Pour prévenir ces dangers, il faut
empêcher toute lutte directe entre l'assemblée populaire et le chef de l'État,
et soumettre les décisions des représentants du peuple à l'examen et à la sanction
d'un pouvoir essentiellement modérateur destiné (page 407) à servir de barrière au peuple contre le trône et au
trône contre le peuple ; la création de ce tiers pouvoir est donc une nécessité
qu'il faut subir si l'on veut assurer quelque durée à nos institutions.
Ce pouvoir conservateur, je l'appellerais
chambre haute.
La chambre haute ne serait pas
héréditaire ; je craindrais qu'elle ne dégénérât en aristocratie tyrannique,
et puis ma raison serait blessée de l'idée que le droit de la naissance seul
imposât des représentants à mes concitoyens, fussent-ils dignes ou non de ce
beau titre ; d'ailleurs l'esprit d'égalité a trop pénétré la société pour
qu'elle admette pareille institution ; cet esprit est tel aujourd'hui qu'il ne
souffre plus de distinction qui ne soit fondée sur le mérite ; on l'a dit, nous
sommes dans le siècle du positif.
La chambre haute ne serait pas nommée
à vie ou à terme par le pouvoir exécutif ; je ne voudrais pas qu'il fit faire
par ses serviteurs ce qu'il n'oserait faire lui-même.

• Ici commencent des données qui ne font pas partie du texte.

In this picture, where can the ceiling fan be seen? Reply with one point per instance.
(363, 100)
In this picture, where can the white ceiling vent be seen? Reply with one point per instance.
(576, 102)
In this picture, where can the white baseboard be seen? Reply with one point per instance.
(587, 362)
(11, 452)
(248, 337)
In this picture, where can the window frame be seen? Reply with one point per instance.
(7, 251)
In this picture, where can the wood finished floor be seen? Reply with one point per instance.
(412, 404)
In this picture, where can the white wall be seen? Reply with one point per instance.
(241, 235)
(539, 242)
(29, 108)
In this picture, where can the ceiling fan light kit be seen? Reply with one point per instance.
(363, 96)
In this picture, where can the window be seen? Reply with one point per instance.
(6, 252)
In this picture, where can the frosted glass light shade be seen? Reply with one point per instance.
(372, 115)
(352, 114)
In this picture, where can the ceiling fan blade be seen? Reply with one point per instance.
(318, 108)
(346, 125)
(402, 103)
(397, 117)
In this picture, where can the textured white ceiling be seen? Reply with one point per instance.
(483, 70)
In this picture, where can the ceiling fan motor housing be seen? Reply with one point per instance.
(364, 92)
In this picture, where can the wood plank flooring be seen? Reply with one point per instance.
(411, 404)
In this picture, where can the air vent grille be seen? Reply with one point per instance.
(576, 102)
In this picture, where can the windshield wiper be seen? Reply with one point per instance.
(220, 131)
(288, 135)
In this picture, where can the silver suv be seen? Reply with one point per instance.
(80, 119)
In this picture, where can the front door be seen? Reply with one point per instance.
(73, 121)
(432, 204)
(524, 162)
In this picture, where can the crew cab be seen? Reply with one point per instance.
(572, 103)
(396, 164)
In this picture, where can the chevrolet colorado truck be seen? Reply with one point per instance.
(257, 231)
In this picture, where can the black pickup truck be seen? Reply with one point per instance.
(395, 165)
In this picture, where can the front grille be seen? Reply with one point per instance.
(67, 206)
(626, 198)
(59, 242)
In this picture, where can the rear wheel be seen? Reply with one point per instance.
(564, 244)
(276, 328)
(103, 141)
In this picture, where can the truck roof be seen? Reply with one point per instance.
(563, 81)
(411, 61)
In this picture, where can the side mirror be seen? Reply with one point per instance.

Elle ne serait pas non plus nommée à
vie par un corps électoral quelconque ; les mots d'élection à vie impliquent
contradiction.
La chambre haute, comme tous les
autres pouvoirs, émanerait de la nation: je la ferais élire par les états des provinces
; elle serait composée de riches propriétaires et de grands industriels,
c'est-à-dire, des citoyens les plus intéressés à la conservation de l'ordre, au
règne des lois et au maintien de la constitution.
Je fixerais le nombre de ses membres
à quarante-cinq.
Tout citoyen payant mille florins
d'impôt foncier pourrait être appelé à la chambre haute ; dans les provinces
où l'on ne trouverait pas à ce taux un éligible par 10,000 habitants, l'on
choisirait les plus imposés à raison d'un sur 10,000.
Rien ne me démontre que les conseils
provinciaux ne puissent être de bons corps électoraux, je leur confierais la
mission d'élire les membres de la chambre haute ; ce mode d'élection et les
conditions exigées des éligibles suffiraient pour donner à la chambre haute
l'esprit de conservation et de modération que je veux dans cette institution.
Un fait parle toujours très haut ; or il est constant que les états provinciaux
ont toujours envoyé beaucoup de bons députés à la seconde chambre des états
généraux du royaume des Pays-Bas ; nous améliorerons ces états par l'élection,
et nous y trouverons de nouvelles garanties.
S'il arrivait que les membres des
conseils provinciaux envoyassent de mauvais députés à la chambre haute, ils
courraient eux-mêmes le danger de n'être plus réélus par leurs concitoyens ;
cette crainte influerait très puissamment sur leurs choix.
L'élection par les états provinciaux
offrirait encore le moyen de ne pas réunir trop souvent ni trop longtemps les
grandes masses électorales. Songeons au jury, messieurs, aux élections communales,
provinciales et générales ; ne donnons pas au peuple un trop lourd fardeau
politique.
Les citoyens payant mille florins
d'impôt étant les seuls éligibles, il se formerait dans chaque province des
listes électorales ; le peuple ferait ses choix à l'avance ; l'opinion publique
et la presse les porteraient à la connaissance des états provinciaux ; les
mauvaises nominations seraient rares ; la majorité des élus serait toujours
bonne.
Veuillez remarquer, messieurs, que je
suppose les membres des états provinciaux nommés directement par le peuple, et
renouvelés à des intervalles assez rapprochés, ce qui permettrait d'en changer
la tendance et fournirait, par une conséquence naturelle, la possibilité de
modifier le personnel et l'esprit de la chambre haute.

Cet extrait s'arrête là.